54

15.6K 487 225
                                    

"Umi, kenapa umi nggak makan ayam?" tanya Athaya kecil. Ingatlah, jika anak itu tidak akan puas akan pengetahuan. Selalu bertanya, sampai dia menemukan jawaban yang dia inginkan.

Aisyah menoleh pada Athaya, ia tersenyum begitu hangat untuk menutupi hatinya yang tersengat listrik bertenaga rendah.

"Karena ayamnya cuma mau dimakan sama Atha, jadi umi nggak boleh makan."

Aisyah murung dalam hati, dia tidak memiliki cukup uang untuk membelikan lauk untuk menjadi makanan mereka.

Sebenarnya Aisyah memiliki sejumlah uang, tapi itu akan ia gunakan untuk pembangunan pesantren cabang yang sudah mulai berjalan pembangunannya. Tentu membutuhkan dana yang cukup besar.

Lagipula, gajinya sebagai seorang dokter tidak cukup besar karena berada di plosok desa. Aisyah pun hanya bekerja sebagai dokter di pondok pesantren yang dia bina sendiri.

"Tahu juga enak," ucap Athaya. Ia meraih tahu dan tempe yang berada di dalam piring Aisyah, dan memindahkan ke dalam piring miliknya.

"Karena Atha sudah ngambil tempe Umi, jadi Umi juga halus nyoba ayamnya." Athaya menggantikan tempe milik Aisyah dengan ayamnya.

Aisyah tersenyum kecut, walaupun dia mencoba untuk terlihat baik-baik saja di hadapan sang putra. Aisyah sendiri juga tidak tahu, mengapa Athaya bisa memiliki tingkat kepekaan yang sangat tinggi, padahal usianya baru lima tahun.

"Makasih, Sayang. Tapi ayamnya jangan dikasih umi, kan ini makanan kesukaan Atha." Aisyah mengulurkan tangan, mengusap lembut rambut tepal, hitam legam milik Athaya.

Athaya menggeleng. "Atha dah kenyang. Mau pelgi cekolah dulu. Assalamu'alaikum warahmatullahi wabarakatuh." Bocah itu menyalami tangan Aisyah.
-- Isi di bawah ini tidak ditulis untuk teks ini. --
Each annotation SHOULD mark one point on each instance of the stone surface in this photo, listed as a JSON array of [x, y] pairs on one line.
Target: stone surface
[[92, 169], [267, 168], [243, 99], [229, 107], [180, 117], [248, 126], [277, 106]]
Aisyah hanya manut saja, tidak menyadari akan ada sebuah keanehan. Hingga beberapa saat, dia mengerjap bingung pada Athaya. Cara anaknya itu pamit, seperti anak SD yang akan sekolah. Padahal, Athaya masih TK.

"Kamu mau pergi sama siapa? Kamu inih." Aisyah terkekeh.

Athaya menunjuk ke arah ambang pintu, terlihat jelas figur Ravin di sana dengan dua kresek yang membebani tangannya.

"Abi!" sapa Athaya, menghampiri Ravin.

Ravin membawa Athaya ke dalam gendongannya. "Wuih... anak Abi sepertinya sudah siap ke sekolah."

Athaya menyengir. "Iya dong. Kalena Atha mau jadi juala, bial bisa beliin Umi ayam yang banyak."

"Hebat itu," ucap Ravin mencuil hidung Athaya.

Ravin membawa Athaya menuju kembali ke meja makan. "Ngomong-ngomong, ini Abi ada bawain ayam goreng kesukaan Atha."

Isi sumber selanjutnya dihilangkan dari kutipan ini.